First, there is the former Governor’s ever-shifting stance on abortion. Before running for President in 2008, Romney took a “pro choice” position on the issue. Unsurprisingly, he changed his publicly declared position in order to avoid alienating the substantial bloc of pro-life voters that are extremely active in that party. Witness this statement made by Romney to the Boston Globe in 1994:
I don't really understand how it works or when it works but my understanding is it's an effective morning-after pill and I think it would be a positive thing to have women have the choice of taking morning-after pills.... I would favor having it available.
Then there is the issue of rights for homosexuals. While serving as Governor of Massachusetts, Romney legalized same sex “marriage.” In a statement published in 2002, he openly declared his very liberal position on the issue:
I will support and endorse efforts to provide those domestic partnership benefits to gay and lesbian couples.
And this from a 2002 campaign flyer:
On Gay Rights: All citizens deserve equal rights, regardless of their sexual orientation.
Perhaps the most obvious demonstration of Romney's dedication to these “rights” is the fact that homosexual “marriage” became the law of the land in Massachusetts only through a stroke of Romney's pen and not through the act of the representatives of the citizens of that state.
The circumstances of the legalization of same-sex unions in Massachusetts were described in a recent article published by American Thinker:
In 2004, the Massachusetts Supreme Court ruled that the state's marriage law was unconstitutional — but the Court did not rule, contrary to what is claimed, that gay marriage must be legalized and that the state constitution contains a "right" to marry. Yet, as soon as the ruling was issued, Romney commanded state agencies, by executive order, to start issuing marriage licenses to homosexual couples.

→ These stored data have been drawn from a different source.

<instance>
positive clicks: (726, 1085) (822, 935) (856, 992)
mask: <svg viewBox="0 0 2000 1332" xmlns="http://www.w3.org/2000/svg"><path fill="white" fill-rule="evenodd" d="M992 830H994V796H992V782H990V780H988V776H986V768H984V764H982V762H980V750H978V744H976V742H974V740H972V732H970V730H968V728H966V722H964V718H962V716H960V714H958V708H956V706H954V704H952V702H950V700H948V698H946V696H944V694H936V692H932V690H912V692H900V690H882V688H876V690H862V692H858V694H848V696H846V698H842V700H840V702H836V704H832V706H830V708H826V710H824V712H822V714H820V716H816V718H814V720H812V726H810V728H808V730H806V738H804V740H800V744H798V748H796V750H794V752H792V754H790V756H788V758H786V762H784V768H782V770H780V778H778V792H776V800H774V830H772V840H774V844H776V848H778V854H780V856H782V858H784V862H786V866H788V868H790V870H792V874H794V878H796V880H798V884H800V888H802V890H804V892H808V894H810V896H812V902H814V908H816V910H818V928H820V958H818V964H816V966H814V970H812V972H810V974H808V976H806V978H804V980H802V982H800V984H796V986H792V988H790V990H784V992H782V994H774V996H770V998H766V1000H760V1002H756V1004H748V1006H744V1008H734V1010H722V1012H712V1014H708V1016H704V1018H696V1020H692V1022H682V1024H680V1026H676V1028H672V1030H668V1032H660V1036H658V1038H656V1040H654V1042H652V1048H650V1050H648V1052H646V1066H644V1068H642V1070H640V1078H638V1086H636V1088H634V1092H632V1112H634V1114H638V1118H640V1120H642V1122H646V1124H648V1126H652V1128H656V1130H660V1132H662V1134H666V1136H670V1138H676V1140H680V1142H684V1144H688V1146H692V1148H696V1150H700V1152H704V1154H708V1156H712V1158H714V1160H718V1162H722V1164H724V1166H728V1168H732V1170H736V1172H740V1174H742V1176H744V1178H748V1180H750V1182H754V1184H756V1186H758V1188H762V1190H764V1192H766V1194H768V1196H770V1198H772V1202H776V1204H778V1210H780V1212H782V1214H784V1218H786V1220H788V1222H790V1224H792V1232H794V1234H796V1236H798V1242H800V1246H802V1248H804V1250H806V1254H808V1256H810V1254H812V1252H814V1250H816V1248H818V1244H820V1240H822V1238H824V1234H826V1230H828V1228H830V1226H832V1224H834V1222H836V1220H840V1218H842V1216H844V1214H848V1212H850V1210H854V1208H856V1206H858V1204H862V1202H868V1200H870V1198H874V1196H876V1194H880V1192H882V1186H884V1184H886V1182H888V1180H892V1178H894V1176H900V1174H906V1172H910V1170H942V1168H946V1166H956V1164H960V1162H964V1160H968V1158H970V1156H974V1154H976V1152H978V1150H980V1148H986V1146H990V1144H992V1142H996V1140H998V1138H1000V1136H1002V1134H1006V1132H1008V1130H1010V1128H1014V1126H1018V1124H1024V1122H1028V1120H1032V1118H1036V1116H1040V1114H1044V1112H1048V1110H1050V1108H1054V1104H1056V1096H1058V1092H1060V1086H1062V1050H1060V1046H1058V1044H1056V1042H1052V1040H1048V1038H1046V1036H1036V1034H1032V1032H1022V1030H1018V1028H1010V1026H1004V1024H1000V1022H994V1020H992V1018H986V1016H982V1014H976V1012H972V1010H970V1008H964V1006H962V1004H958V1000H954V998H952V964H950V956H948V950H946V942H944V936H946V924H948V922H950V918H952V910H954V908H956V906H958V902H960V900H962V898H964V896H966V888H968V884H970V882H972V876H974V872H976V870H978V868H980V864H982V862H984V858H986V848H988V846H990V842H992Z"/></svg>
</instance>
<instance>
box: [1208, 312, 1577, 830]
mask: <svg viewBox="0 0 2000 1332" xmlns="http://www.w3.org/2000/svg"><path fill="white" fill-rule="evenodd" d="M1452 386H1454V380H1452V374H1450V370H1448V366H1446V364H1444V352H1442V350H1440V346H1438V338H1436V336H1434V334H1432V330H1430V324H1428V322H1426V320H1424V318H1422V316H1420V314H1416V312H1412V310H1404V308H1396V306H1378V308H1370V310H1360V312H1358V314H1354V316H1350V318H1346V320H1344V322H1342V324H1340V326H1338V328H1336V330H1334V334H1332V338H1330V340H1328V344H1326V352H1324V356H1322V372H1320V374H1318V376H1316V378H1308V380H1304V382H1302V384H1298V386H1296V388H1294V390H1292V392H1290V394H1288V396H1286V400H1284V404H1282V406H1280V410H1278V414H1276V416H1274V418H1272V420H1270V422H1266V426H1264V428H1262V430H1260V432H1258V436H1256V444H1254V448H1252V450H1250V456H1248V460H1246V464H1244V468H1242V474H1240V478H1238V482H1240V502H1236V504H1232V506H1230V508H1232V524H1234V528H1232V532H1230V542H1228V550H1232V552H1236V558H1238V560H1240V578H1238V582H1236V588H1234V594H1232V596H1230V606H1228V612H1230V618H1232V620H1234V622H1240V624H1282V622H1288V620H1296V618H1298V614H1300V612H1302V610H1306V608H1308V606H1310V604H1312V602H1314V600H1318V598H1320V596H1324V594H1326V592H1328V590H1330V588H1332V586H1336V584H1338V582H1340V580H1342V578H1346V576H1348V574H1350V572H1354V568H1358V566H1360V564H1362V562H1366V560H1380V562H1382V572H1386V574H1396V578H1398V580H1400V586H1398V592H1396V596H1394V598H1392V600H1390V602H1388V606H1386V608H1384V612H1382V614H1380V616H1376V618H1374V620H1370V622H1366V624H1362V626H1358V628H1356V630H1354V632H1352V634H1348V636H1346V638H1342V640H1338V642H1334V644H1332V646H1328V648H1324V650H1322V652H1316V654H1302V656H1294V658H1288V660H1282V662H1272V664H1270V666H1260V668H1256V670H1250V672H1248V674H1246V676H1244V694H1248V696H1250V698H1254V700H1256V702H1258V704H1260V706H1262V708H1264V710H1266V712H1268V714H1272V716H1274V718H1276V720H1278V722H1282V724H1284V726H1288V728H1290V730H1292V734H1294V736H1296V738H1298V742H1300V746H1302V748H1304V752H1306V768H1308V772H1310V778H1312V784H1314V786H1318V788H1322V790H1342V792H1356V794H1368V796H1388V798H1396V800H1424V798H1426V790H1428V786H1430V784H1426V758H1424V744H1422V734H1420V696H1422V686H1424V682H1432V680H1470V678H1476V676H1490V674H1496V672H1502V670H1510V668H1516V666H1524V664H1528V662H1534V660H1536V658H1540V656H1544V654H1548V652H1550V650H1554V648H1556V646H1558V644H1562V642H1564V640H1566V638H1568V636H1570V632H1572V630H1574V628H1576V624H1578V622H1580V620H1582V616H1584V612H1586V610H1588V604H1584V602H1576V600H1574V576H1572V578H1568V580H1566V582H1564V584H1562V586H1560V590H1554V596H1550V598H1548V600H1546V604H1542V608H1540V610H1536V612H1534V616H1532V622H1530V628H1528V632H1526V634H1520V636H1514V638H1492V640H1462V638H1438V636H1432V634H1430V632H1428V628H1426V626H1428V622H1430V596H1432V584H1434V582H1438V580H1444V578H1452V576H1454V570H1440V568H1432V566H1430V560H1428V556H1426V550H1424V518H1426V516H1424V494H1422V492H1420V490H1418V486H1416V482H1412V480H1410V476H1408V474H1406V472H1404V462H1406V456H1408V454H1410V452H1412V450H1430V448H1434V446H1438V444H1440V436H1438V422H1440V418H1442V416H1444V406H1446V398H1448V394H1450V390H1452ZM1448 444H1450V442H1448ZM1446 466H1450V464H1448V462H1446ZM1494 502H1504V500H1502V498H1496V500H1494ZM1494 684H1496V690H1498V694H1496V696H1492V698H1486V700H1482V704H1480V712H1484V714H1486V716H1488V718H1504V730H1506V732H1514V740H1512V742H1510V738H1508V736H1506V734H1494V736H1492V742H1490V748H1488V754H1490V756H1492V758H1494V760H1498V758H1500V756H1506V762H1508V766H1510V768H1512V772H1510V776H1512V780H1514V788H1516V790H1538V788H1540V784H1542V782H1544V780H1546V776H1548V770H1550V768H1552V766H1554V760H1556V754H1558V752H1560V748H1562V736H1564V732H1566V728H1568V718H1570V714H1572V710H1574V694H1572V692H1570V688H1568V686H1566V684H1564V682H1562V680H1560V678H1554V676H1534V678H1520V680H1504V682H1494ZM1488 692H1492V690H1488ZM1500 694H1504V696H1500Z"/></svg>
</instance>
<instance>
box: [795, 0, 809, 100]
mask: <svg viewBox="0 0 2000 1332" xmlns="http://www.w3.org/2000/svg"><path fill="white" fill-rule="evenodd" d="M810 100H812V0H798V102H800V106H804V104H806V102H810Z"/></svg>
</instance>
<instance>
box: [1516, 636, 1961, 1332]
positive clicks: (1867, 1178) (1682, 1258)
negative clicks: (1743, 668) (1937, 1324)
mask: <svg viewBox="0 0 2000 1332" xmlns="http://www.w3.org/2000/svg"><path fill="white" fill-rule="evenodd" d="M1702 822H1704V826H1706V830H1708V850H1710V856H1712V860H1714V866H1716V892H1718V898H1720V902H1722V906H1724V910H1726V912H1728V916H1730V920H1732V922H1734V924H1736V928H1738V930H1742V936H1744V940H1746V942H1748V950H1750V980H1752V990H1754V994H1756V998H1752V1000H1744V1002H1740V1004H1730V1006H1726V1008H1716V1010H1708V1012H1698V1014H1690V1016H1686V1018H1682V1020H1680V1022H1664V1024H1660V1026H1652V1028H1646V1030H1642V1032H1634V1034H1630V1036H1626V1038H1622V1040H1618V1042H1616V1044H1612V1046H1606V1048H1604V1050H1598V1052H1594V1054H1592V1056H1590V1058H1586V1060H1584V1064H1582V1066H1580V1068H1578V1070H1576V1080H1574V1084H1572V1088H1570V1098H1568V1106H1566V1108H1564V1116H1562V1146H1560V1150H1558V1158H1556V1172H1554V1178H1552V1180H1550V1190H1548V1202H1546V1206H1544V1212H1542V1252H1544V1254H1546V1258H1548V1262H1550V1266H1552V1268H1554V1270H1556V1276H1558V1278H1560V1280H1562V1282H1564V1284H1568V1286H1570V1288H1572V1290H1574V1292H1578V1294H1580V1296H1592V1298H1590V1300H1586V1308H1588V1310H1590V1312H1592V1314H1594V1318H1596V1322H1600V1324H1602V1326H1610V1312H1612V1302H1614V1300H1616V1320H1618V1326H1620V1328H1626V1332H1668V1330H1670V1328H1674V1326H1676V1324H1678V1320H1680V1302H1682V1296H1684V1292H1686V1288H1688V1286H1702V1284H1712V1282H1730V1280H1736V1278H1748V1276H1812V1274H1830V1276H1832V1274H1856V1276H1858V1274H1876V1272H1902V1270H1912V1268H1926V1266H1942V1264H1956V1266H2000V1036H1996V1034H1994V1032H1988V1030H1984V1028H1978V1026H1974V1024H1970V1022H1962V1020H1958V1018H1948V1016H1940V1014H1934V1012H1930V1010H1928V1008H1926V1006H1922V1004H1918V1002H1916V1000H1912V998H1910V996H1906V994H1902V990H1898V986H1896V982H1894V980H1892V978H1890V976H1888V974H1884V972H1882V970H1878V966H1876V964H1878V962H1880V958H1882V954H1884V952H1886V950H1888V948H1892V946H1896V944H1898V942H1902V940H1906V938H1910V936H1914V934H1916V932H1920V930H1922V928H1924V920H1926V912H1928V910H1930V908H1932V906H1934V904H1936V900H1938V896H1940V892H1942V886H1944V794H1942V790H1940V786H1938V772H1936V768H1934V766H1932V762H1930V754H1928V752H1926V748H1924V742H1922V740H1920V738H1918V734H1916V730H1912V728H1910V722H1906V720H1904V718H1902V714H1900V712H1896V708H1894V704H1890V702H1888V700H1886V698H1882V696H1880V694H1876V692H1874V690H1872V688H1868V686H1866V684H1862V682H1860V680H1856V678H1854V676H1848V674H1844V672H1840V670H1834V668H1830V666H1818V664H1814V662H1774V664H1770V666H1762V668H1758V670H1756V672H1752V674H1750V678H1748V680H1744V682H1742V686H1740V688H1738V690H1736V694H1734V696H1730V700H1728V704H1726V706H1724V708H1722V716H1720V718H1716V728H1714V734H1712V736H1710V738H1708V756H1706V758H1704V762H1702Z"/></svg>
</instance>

Of all the highlights of Mitt Romney's less-than-conservative career in public service, none is more prominent (or less conservative) than the socialized medicine behemoth he foisted onto the citizens of Massachusetts, and by extension, the United States of America, as much of that scheme was imported into the ObamaCare legislation.
When confronted with the undeniable consanguinity between the two healthcare plans, Romney shrewdly attempts to distinguish them by defending the Massachusetts version as an example of a state exercising its constitutionally protected right to govern itself as a sovereign entity.
While it is true that it is a central principle of the doctrine of federalism that states are free to legislate in all areas and to govern themselves, the fact remains that Romney's healthcare law violates the more fundamental principle of liberty that government may not force the governed to purchase a commodity, regardless of how “good” that commodity might be.
As has been said so many times in reference to ObamaCare, if government may mandate such purchases on the people, then there is nothing that falls without the sphere of governmental power. Today it is health insurance, tomorrow it is food, housing, schooling, etc. No less a source than Vladimir Lenin himself is quoted as having said, “Socialized medicine is the keystone to the arch of a socialist state.”
Most telling of all (and prescient for the fate of a United States living under the ObamaCare package) is the fact that Mitt Romney’s pet project has failed to control the cost of healthcare in Massachusetts and in fact has left that state reeling financially and on the precipice of outright bankruptcy.
Finally, there is the question of whether a Romney presidential administration would promote the elimination of all unconstitutional federal programs, policies, entitlements, and agencies. Would President Romney “preserve, protect, and defend the Constitution,” as the oath of that office demands, or would he continue his decade-long practice of overreaching and usurping power and imposing his will by executive fiat?
Given his very liberal record of actions taken as the chief executive of a state and his propensity for the timely switching of positions on a variety of issues (abortion, “gay rights,” and socialized medicine) crucial to many Republican voters, constitutionalists say there is little hope that Mitt Romney would be the man to throw himself into the battle to save the Republic from plunging headlong into the abyss of economic and social destruction.